While tech workers are unregulated, clinicians are highly regulated. Ultimately the clinician takes on the responsibility and risk relying on these computer systems to treat a patient, tech workers and their employers aren't. Clinicians do not take risks with patients because they have to contend with malpractice lawsuits and licensing boards.
In my experience, anything that is slightly inaccurate permanently reduces a clinician's trust in the system. This matters when it comes time to renew your contracts in one, three, or five years.
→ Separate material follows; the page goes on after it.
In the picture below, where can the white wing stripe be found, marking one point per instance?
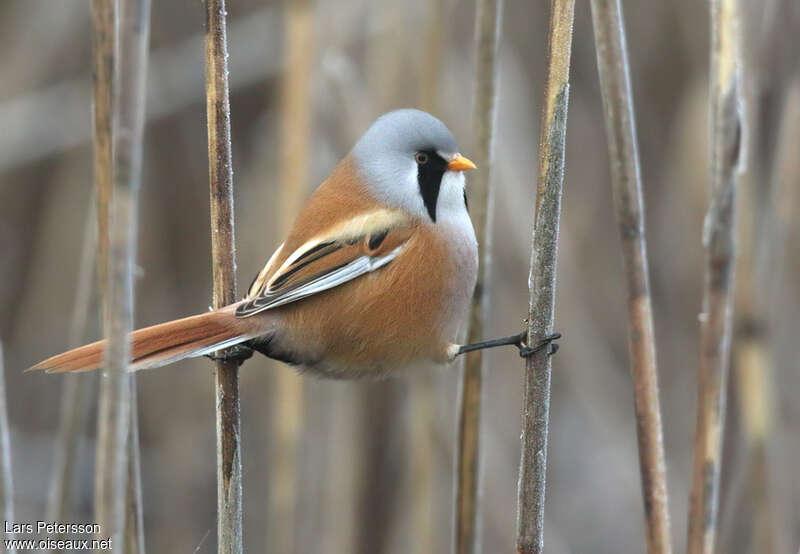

You can train the clinicians on your software and modify your UI to make it clear that a heuristic should be only taken as a suggestion, but that will also result in a support request every time. Those support requests have be resolved pretty quickly because they're part of the SLA.
I just can't imagine any hospital renewing a contract when their support requests is some form of "LLMs hallucinate sometimes." I used to hire engineers from failed companies that built non-deterministic healthcare software.
Accuracy and deploying in appropriate use cases is key for real world use. Building guardrails, validation, continuous auditing, etc is a larger amount of work than model training.
We don't deploy in EHRs or sell to physicians or health systems. That is a very challenging environment, and I agree that it would be very difficult to appropriately deploy LLMs that way today. I know Epic is working on it, and they say it's live in some places, but I don't know if that's true.
Our main production use case for LLMD at PicnicHealth is to improve and replace human clinical abstraction internally. We've done extensive testing (only alluded to in the paper) comparing and calibrating LLMD performance vs trained human annotator performance, and for many structuring tasks LLMD outperforms human annotators. For our production abstraction tasks where LLMD does not outperform humans (or where regulations require human review), we use LLMD to improve the workflow of our human annotators. It is much easier to make sure that clinical abstractors, who are our employees doing well-defined tasks, understand the limitations in LLM performance than it would be to ensure that users in a hospital setting would.
Some nuance here — they absolutely take risks, but with informed consent.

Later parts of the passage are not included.